When people are asked to name three recently implemented technologies that most impact on the world today, they usually propose the computer, the Internet and the laser. All were unplanned, unpredicted and unappreciated initially. They were Black Swans.

We think we know more than we do. Our arrogance results in trouble. Too much information can impede knowledge. The military are more aware of Black Swans than other professions. Security and economic forecasters have a poor record.

Many great discoveries are accidental. Historians cannot predict the future.

The proposer indicated that he had first come to the book as a keen student of history, and the philosophy of history, but it had become even more relevant following the banking crisis. He had found the book fascinating, thought provoking and enjoyable, but acknowledged that Taleb could also be quirky, arrogant and maddening.

A wide ranging and thought provoking discussion ensued. There was general agreement that the book was interesting, important and thoroughly entertaining.

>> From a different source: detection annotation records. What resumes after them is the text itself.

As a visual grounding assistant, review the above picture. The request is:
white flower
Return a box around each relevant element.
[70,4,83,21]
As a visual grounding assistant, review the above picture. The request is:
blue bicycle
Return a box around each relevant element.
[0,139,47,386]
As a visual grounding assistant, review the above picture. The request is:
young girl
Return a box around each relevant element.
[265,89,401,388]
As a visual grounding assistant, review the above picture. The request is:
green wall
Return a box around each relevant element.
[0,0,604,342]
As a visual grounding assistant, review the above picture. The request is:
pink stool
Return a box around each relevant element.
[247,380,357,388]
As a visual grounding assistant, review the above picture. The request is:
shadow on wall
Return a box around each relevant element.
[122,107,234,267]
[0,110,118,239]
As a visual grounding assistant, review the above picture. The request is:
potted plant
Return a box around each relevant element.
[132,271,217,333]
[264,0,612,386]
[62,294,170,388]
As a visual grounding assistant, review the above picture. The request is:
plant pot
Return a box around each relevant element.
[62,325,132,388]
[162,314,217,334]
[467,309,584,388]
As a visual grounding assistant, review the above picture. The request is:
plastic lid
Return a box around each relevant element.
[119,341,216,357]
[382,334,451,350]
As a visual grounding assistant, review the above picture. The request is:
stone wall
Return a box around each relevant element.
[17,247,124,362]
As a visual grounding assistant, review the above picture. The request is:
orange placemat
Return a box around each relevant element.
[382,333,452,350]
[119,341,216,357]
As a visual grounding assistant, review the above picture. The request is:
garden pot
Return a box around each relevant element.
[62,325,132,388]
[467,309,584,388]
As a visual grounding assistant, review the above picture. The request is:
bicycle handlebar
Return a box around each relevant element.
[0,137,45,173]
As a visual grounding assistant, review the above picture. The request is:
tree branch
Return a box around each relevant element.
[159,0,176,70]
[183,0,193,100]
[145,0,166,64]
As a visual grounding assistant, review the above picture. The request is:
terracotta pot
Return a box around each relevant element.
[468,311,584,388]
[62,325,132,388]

The timing of its publication had resulted in the book itself becoming a Black Swan. There was disagreement, however, as to whether Taleb’s analysis was correct. Those with a history background thought the Black Swan idea was a valid one in that context but others argued that Taleb had misused statistics which undermined his whole analysis.

This led on to a discussion about whether certain events were Black Swans, focussing on the current financial crisis, 9/11 and World War I. No agreement was reached. There was also an interesting debate as to how the computer and internet had affected both individual and societal behaviour and whether Taleb’s view was correct that such changes had made the world a more uncertain and unpredictable place than before.

There was more general agreement that the book was irritating, badly argued, over long and needed a good editor. No doubt Taleb’s ego and arrogance made this impossible. There was less agreement as to the effects of this on the substantive argument of the book. Taleb had acknowledged that the book was a populist,polemical essay and it was doubtful whether a more academic book on such a difficult subject would have attracted anything like the same level of attention.

In conclusion, everyone had found the book enjoyable and stimulating despite its irritations.